2.6. Galectin Binding Assay with Immobilized Glycans and Neo-Glycoproteins

The synthesized glycans and neo-glycoproteins were analyzed for binding of Gal-3 and Gal-1 in 96-well microtiter plate formats [37,41]. Glycans 11 and 12, as well as the corresponding LacNAc-LacNAc-linker-NH₂ 1a and LacdiNAc-LacNAc-linker-NH₂ 2a (deprotected forms of 1 and 2) were immobilized via the amino group in aminoreactive microtiter plates (Immobilizer Amino, Nunc, Wiesbaden, Germany).
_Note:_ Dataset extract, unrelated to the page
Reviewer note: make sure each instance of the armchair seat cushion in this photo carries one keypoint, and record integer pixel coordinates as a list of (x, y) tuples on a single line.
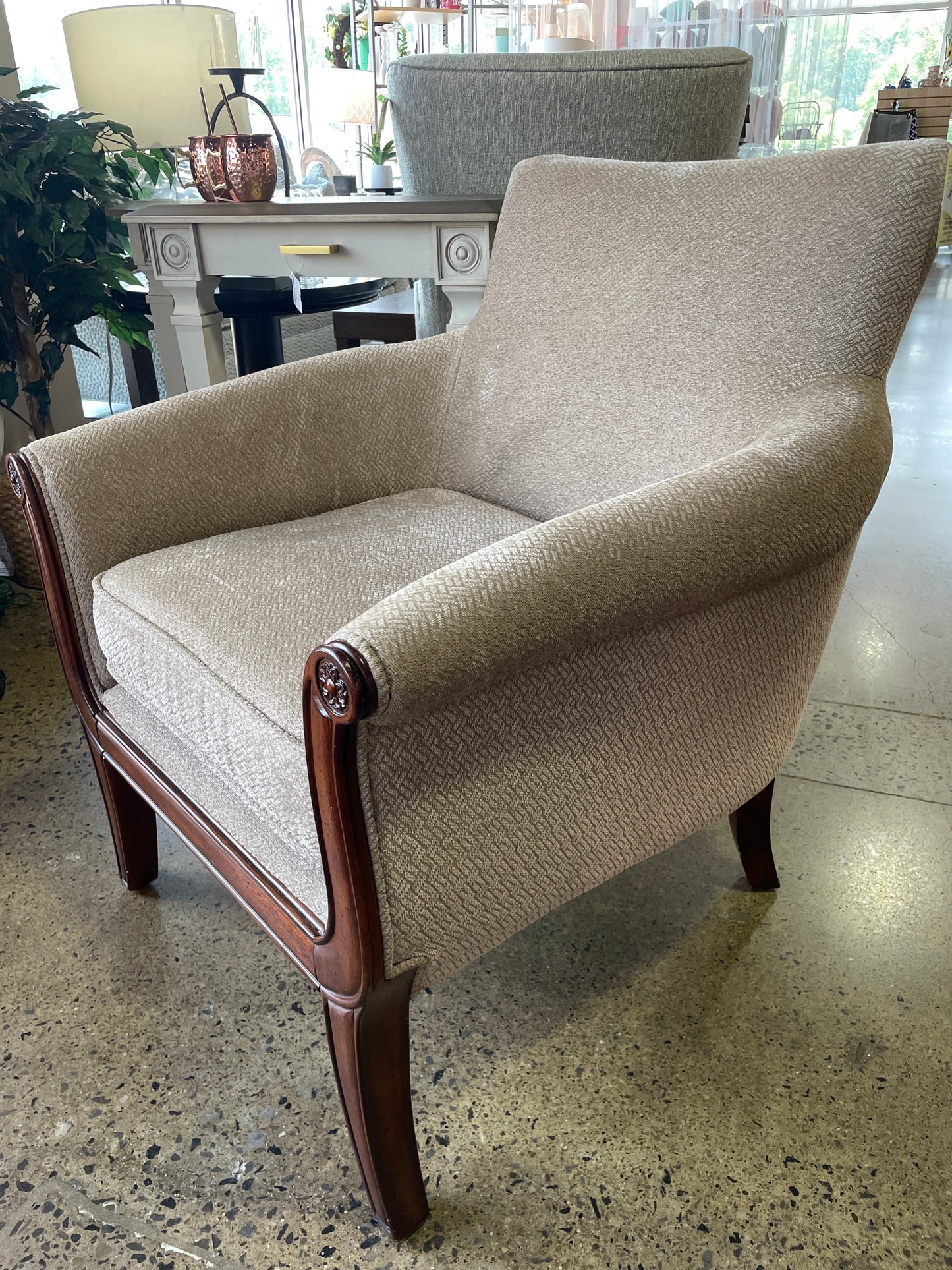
[(208, 643)]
The immobilization of 5 nmol glycan in sodium carbonate buffer (100 mM, pH 9.6) was done overnight. For immobilizing neo-glycoproteins, 5 pmol protein were incubated in PBS (pH 7.5) in MaxiSorp microtiter plates (Nunc) overnight. Wells were then washed with PBS-Tween (0.05% (v/v)) and blocked with 2% BSA in PBS followed by incubation for one hour with galectins diluted in EPBS. Incubation with anti-His₆-peroxidase (Roche) was done subsequently. Microtiter plates were read out at 495 nm after conversion of OPD substrate (o-phenylenediamine, Dako, Hamburg, Germany). Measured data were analyzed using Sigma Plot (Systat software GmbH, Erkrath, Germany).